Sebagai bentuk kekecewaan, AUF membatalkan fasilitas penerbangan carter yang sebelumnya telah disiapkan untuk memulangkan tim dari Meksiko menuju Montevideo.
Adapun keputusan tersebut diambil setelah La Celeste gagal memenuhi ekspektasi publik dengan tersingkir pada fase grup.
Tim asuhan Marcelo Bielsa bahkan tidak mampu meraih satu kemenangan pun dalam tiga pertandingan.
Tergabung di Grup H bersama Spanyol, Tanjung Verde, dan Arab Saudi, Uruguay sejatinya diprediksi menjadi kandidat kuat untuk mendampingi Spanyol lolos ke babak 32 besar.
Namun, sebeliknya performa Uruguay di lapangan justru jauh dari harapan.
Pada laga perdana, Uruguay hanya mampu bermain imbang 1-1 melawan Arab Saudi.
Sempat tertinggal lewat gol Al-Amri pada menit ke-41, mereka baru bisa menyamakan kedudukan melalui Maximiliano Araujo pada menit ke-80.
Tak sampai disitu, hasil mengecewakan kembali diraih pada pertandingan kedua saat menghadapi tim debutan, Tanjung Verde.
Uruguay hanya mampu bermain imbang 2-2 meski sempat berbalik unggul melalui gol Maxi Araujo dan Agustin Canobbio.
Tanjung Verde akhirnya menyelamatkan satu poin berkat gol Helio Varela.
Dua hasil imbang tersebut membuat Uruguay berada dalam posisi sulit jelang laga pamungkas menghadapi Spanyol.
Menghadapi salah satu favorit juara, La Celeste akhirnya harus menyerah 0-1 setelah Alex Baena mencetak gol kemenangan bagi Tim Matador.
Uruguay pun menutup fase grup dengan hanya mengoleksi dua poin dan finis di peringkat ketiga Grup H.
Raihan tersebut tidak cukup untuk membawa mereka lolos ke babak gugur, bahkan melalui jalur peringkat ketiga terbaik.
Kegagalan itu langsung memicu reaksi keras dari AUF selaku badan federasi sepak bola Uruguay.

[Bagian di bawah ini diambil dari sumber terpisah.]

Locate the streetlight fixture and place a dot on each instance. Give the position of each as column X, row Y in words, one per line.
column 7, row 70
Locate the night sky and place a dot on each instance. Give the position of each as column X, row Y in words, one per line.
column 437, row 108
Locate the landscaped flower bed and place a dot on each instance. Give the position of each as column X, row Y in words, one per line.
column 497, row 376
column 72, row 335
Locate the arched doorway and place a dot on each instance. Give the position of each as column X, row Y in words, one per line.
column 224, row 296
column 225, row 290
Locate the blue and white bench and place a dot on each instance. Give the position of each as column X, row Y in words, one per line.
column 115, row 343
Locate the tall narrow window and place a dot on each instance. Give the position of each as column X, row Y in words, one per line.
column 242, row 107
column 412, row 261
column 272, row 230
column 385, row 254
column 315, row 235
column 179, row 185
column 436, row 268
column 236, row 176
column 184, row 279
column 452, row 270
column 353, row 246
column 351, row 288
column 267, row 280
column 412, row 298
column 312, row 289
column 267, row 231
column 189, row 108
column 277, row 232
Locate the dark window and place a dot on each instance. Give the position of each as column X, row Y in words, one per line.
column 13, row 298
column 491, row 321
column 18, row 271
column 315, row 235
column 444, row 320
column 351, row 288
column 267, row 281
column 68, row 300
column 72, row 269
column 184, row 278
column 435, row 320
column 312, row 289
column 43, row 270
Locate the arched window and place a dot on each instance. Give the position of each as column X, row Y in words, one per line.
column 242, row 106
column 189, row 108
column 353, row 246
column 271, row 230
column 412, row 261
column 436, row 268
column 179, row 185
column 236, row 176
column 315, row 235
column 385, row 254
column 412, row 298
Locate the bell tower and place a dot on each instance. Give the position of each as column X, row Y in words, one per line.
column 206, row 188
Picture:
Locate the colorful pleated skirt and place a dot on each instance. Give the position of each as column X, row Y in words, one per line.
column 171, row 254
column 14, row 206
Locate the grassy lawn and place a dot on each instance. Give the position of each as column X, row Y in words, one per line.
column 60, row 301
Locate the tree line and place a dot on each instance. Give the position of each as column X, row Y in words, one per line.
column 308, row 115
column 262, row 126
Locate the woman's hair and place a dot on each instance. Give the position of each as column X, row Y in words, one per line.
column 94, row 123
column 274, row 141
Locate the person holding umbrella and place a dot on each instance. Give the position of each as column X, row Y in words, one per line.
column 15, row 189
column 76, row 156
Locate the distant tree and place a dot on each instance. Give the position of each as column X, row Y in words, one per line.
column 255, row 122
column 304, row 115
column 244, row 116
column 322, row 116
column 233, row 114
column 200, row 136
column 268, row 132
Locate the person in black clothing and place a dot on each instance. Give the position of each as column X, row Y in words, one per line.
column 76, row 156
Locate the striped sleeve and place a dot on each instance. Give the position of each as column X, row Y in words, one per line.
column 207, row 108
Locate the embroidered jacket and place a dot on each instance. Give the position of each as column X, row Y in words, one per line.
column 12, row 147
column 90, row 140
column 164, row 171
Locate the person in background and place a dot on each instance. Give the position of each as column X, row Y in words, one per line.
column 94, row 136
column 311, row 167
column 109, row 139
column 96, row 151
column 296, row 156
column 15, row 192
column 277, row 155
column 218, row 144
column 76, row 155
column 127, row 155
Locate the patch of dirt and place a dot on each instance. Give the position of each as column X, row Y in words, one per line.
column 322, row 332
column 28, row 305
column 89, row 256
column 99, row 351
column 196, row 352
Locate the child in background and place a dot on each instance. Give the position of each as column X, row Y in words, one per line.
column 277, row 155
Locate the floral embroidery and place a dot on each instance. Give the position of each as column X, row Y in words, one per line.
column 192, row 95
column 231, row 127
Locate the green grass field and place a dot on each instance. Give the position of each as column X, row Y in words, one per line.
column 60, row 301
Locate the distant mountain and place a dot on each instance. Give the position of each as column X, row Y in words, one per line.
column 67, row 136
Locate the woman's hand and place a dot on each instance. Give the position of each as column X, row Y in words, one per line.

Menurut laporan jurnalis Uruguay, Martin Charquero, federasi secara mendadak membatalkan penerbangan carter yang telah dijadwalkan untuk membawa seluruh rombongan pulang ke Uruguay.
Akibat keputusan tersebut, para pemain dan staf pelatih harus kembali ke Montevideo menggunakan penerbangan komersial secara terpisah.
Langkah ini dinilai sebagai bentuk hukuman sekaligus simbol kekecewaan federasi atas kegagalan tim memenuhi target di ajang Piala Dunia 2026.
Sementara itu jeputusan dari AUF pun menjadi sorotan publik sepak bola Uruguay saat ini.
Pasalnya Perlakuan seperti ini sangat jarang diberikan kepada tim nasional.
Namun situasi ini mencerminkan besarnya kekecewaan federasi terhadap performa salah satu generasi terbaik La Celeste yang gagal berbicara banyak di panggung Piala Dunia 2026 kali ini. (*).